A privatização de participações estatais nos sectores da banca e seguros rendeu ao Estado angolano mais de 70 mil milhões de kwanzas (70 milhões de euros), disse hoje Ottoniel dos Santos, secretário de Estado para as Finanças e Tesouro.
Ottoniel dos Santos, que falava na sessão da admissão em bolsa da mais recente cotada de Angola, a seguradora estatal ENSA, que se junta hoje aos bancos BAI e Caixa Angola no mercado bolsista, destacou o sucesso da operação, que se seguiu a uma tentativa fracassada de venda por concurso público, antes da ENSA decidir abrir 30% do seu capital ao público.
O responsável salientou que a alienação em bolsa das participações estatais tem sido bem sucedida, já que mais de 70 mil milhões de kwanzas arrecadados nas privatizações vieram de operações em bolsa.
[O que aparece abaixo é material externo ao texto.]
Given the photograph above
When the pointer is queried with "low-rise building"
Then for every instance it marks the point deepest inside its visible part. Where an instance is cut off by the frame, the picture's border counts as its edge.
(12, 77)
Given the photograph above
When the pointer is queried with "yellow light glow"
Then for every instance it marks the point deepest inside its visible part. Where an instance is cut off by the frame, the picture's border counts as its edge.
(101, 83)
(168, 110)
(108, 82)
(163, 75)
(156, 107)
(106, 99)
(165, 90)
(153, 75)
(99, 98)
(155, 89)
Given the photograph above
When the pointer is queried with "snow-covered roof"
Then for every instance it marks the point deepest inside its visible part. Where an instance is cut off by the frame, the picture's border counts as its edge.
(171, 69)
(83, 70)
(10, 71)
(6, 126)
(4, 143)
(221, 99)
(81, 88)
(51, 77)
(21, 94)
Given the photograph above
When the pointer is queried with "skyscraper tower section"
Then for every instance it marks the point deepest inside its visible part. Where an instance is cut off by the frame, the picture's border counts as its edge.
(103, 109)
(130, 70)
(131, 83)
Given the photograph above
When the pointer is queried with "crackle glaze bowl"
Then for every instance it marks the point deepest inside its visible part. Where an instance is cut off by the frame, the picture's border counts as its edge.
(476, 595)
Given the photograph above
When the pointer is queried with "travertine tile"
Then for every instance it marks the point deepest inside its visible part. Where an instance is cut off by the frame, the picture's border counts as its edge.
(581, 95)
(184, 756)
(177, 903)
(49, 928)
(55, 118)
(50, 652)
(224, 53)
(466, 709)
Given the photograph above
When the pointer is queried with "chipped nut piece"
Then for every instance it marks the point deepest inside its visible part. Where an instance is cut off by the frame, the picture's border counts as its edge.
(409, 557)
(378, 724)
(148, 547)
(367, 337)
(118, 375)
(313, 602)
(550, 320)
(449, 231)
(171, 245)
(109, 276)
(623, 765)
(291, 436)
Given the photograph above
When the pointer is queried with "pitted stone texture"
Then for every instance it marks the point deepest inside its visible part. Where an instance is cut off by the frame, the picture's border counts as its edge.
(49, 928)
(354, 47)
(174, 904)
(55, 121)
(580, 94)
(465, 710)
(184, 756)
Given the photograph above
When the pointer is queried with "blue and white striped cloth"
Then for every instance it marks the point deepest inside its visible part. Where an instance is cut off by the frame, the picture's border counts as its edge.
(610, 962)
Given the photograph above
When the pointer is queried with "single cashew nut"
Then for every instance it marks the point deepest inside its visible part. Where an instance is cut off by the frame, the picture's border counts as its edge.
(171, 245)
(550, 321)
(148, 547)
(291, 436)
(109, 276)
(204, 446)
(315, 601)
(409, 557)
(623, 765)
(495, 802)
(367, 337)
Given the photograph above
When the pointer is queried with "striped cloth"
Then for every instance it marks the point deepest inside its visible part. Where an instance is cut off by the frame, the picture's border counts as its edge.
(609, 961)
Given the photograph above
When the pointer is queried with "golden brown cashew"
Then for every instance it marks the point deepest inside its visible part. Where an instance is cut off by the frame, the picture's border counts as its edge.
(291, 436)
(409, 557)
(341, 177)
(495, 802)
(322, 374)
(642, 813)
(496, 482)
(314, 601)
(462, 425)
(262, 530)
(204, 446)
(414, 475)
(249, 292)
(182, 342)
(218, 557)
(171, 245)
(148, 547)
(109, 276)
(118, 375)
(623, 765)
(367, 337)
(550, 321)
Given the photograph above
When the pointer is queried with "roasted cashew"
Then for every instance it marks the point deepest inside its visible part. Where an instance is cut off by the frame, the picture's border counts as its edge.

“De todas as ofertas colocadas em bolsa das três cotadas, a média de procura está acima de 158%”, realçou.
Em Junho de 2022, o Estado alienou 10% do capital que detinha no BAI por 40 mil milhões de kwanzas (40 milhões de euros), sendo esta a primeira cotada da Bolsa de Divida e Valores de Angola (Bodiva).
O Banco Caixa Geral Angola (BCGA) foi a segunda empresa a entrar na bolsa angolana, com uma oferta pública inicial de 25% das acções detidas pela Sonangol, que renderam cerca de 25 mil milhões de kwanzas (25 milhões de euros).
A mais recente Oferta Pública de Venda, a da ENSA, garantiu mais 8,9 mil milhões de kwanzas (cerca de 9 milhões de euros) aos cofres estatais.
“Os números desta operação são bastante animadores”, sublinhou, apontando as mais de 1800 ordens de compra, um rácio de cobertura de 174% e procura em 14 províncias.
Ottoniel Santos assinalou que o facto de a seguradora estatal ter hoje mais accionistas (1.150 investidores) sinaliza a confiança dos investidores no mercado de capitais e acrescentou que o executivo vai continuar a promover reforma do sector empresarial público, com mais transparência e oportunidades concorrenciais.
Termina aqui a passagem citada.